GlassNode, an on-chain analysis company.
The capital letters made are metrics that calculate the total amount of assets based on the price each unit was last acquired, not the current market price.
Unlike traditional market capitalization, which multiplies current prices by distribution supply, the capitalization implemented reflects the investor’s real base costs, providing a more accurate vision of how effectively capital has entered the market.
In the case of XRP, its capitalization has almost doubled. This means that a large amount of new money has been injected into the market and reflected this into the market. Recently, many coins have been purchased at a higher price.
A slowdown at the capital’s entrance indicates speculative demand is losing its impulse, which could lead to less purchasing pressure and a drop in price.
“Loss of trust”
The report also warns that a large number of new investors have entered the XRP market in recent months, increasing the proportion of capital implemented With fork hands for less than 6 months from 23% to 62.8%.
However, many of these investors have faced major losses since January 2025. This rapid wealth concentration in new participants represents a reason for concern.
This means that the majority of investors have purchased XRP at a higher price, making them more vulnerable to price conversions. For low cryptocurrencies, many of them will quickly lose.
The following loss/profit indicators measured the number of XRP units sold at gain (green line) and those sold at loss (red line).
As you can see in the graph, the metric has been down since January 2025. More investors are selling XRP with losses rather than profits.
“These conditions are a general signal of loss of trust and a general trend towards more vulnerable and higher risk conditions.

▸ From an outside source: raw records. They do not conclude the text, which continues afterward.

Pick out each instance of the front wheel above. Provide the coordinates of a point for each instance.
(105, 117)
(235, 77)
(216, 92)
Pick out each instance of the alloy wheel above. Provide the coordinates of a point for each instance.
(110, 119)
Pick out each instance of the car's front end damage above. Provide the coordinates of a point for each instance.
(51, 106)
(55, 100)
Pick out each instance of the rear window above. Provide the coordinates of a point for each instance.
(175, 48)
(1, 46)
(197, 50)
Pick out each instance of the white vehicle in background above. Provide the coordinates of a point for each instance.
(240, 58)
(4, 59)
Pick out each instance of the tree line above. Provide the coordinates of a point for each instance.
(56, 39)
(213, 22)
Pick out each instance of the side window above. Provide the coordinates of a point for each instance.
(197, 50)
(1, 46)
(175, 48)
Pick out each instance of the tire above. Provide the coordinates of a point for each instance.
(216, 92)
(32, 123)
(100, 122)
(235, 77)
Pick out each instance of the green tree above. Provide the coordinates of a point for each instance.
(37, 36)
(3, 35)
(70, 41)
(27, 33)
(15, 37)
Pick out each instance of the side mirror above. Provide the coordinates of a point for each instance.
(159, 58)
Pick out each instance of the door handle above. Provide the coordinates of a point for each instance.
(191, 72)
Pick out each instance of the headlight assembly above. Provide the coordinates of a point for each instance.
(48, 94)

Given the concentration of retail tickets and wealth primarily in relatively new hands, this could reduce XRP’s confidence, which could generally be expanded into the market.”
In conclusion, GlassNode analysts believe that with speculative assets such as XRP, “demand can reach maximum points.

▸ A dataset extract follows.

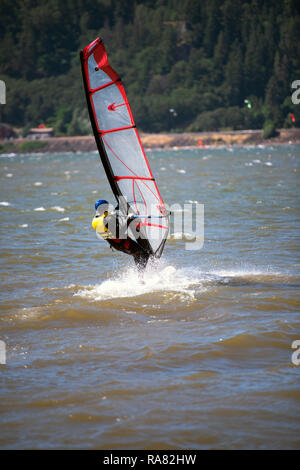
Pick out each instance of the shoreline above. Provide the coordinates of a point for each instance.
(154, 141)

Quiet XRP fan… there is still a valid catalyst
GlassNode’s report raises a somewhat complicated scenario for XRP, but there are several events that can increase the price.
One of them is the launch of the XRP ETF in the US. As Cryptonoticia reports, several companies are currently submitting applications with the SEC to list these financial instruments.

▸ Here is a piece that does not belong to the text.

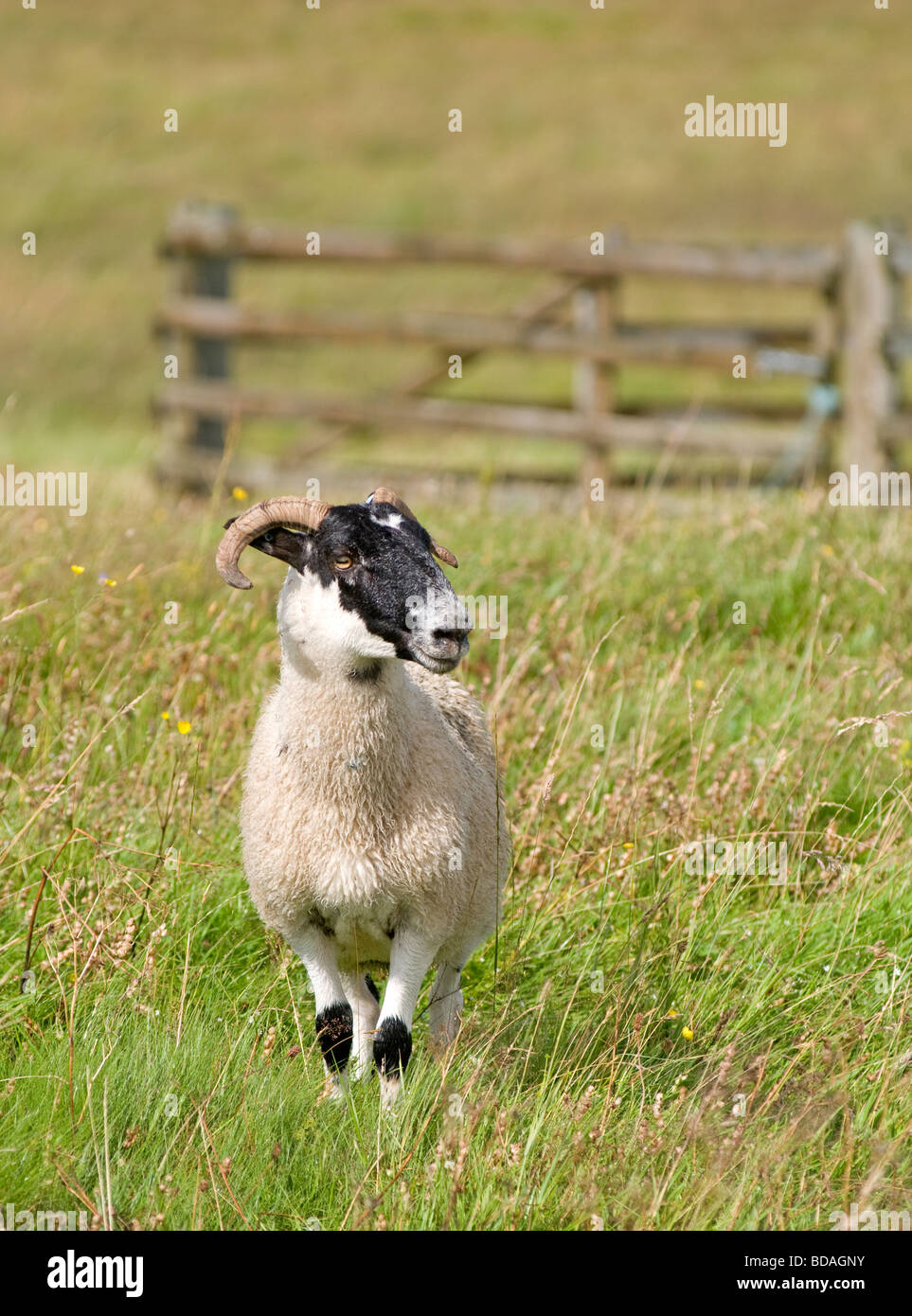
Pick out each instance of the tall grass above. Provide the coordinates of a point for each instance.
(645, 1046)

Deviation into the market increases XRP exposure for corporate investors, in addition to attracting more liquidity to the Ripple ecosystem. It is also possible that these financial products have not achieved the expected success, as was the case with Ethher (ETH) ETF, Ethereum’s native currency, which has a much lower performance compared to Bitcoin.
Another factor that could serve as a price catalyst is interest rate reductions.
For some financial analysts, the tariff war that Donald Trump unleashed could force interest rate cuts.
The next meeting of the US Federal Reserve will be in May, and agencies should not rule out applying cuts to combat inflation winds that could cause tariffs.
At this point, it needs to be clear The Fed generally does not lower prices when inflation rises. Still, analysts like Scott Mercer believe central banks can make cuts to avoid an economic recession.
This can be beneficial for BTC and cryptocurrency. This is because low interest rates reduce the cost of debt and provide more liquidity in the system.
In that case, investors will be interested in risky assets such as actions, BTC, and cryptocurrency.